5

8.4K 583 37
                                    

       W sobotni poranek obudziłam się bardzo wcześnie przez żołądek, który trawił sam siebie. Od małego pochłaniałam ogromne ilości jedzenia, każdy wilkołak tak miał. Nasza przemiana materii była po prostu świetna, więc nieważne było, jak wiele zjadałam, każdą kalorię spalałam podczas biegu. Z tym wszystkim łączył się również przysłowiowy „wilczy głód", który wiele razy mnie dopadał. Odkryłam kołdrę i od razu pomaszerowałam do łazienki, by wykonać szybką toaletę. Nie musiałam dziś nigdzie wychodzić, ale mimo to zrobiłam także makijaż i zeszłam na dół. Z daleka czułam zapach cynamonowych racuchów, które babcia miała w zwyczaju piec po moim powrocie. Uśmiechnęłam się lekko. Weszłam do kuchni, ale nie zostałam tam babci, nie czułam też jej obecności w domu.
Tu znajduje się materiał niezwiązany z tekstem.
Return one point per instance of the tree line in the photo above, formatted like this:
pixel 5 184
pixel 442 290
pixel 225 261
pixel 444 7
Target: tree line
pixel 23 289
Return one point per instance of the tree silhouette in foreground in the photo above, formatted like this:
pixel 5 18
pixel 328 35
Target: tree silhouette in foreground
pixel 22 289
Dokładnie rozejrzałam się po kuchni i zatrzymałam wzrok na magnesach przyczepionych do lodówki. Rodzice mieli na ich punkcie obsesję i zawsze przywozili nam jeden ze swojej wyprawy, więc teraz wszystkie ścianki były nimi poryte. Jeden z nich trzymał jakąś karteczkę. Już z daleka rozpoznałam pochyłe pismo babci.
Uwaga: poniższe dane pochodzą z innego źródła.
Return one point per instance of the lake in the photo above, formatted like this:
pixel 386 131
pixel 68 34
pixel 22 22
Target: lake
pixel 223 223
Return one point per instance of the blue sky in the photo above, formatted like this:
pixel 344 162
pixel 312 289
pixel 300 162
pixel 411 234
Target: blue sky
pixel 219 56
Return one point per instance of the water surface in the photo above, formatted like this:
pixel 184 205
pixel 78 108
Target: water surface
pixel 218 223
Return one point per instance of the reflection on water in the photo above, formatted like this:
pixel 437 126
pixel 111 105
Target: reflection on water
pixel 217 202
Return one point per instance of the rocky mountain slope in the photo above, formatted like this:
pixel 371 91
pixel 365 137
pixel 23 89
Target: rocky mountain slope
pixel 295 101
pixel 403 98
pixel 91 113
„Śniadanie jest w mikrofali. Poszłam do sklepu. Jeżeli się obudzisz, podlej proszę kwiaty na tarasie nim wzejdzie słońce."

        Uniosłam brwi i lekko je zmarszczyłam. Babcia od zawsze wcześnie wychodziła, bo w nocy nie potrafiła spać. Podziwiałam ją za to, że potrafi zerwać się z łóżka z samego rana i pójść do sklepu. Ja nie musiałam sypiać zbyt wiele, ale po części byłam również człowiekiem, który potrzebował odpoczynku. Nie mogłam kłócić się ze swoją drugą naturą. Gdy coś jest dobre dla wilkołaka, niekoniecznie będzie dobre dla człowieka. Pomiędzy tymi dwoma światami musiał być zachowany balans. Nie można było przekroczyć cienkiej linii życia nadprzyrodzonego, bo wtedy mogłoby się źle skończyć.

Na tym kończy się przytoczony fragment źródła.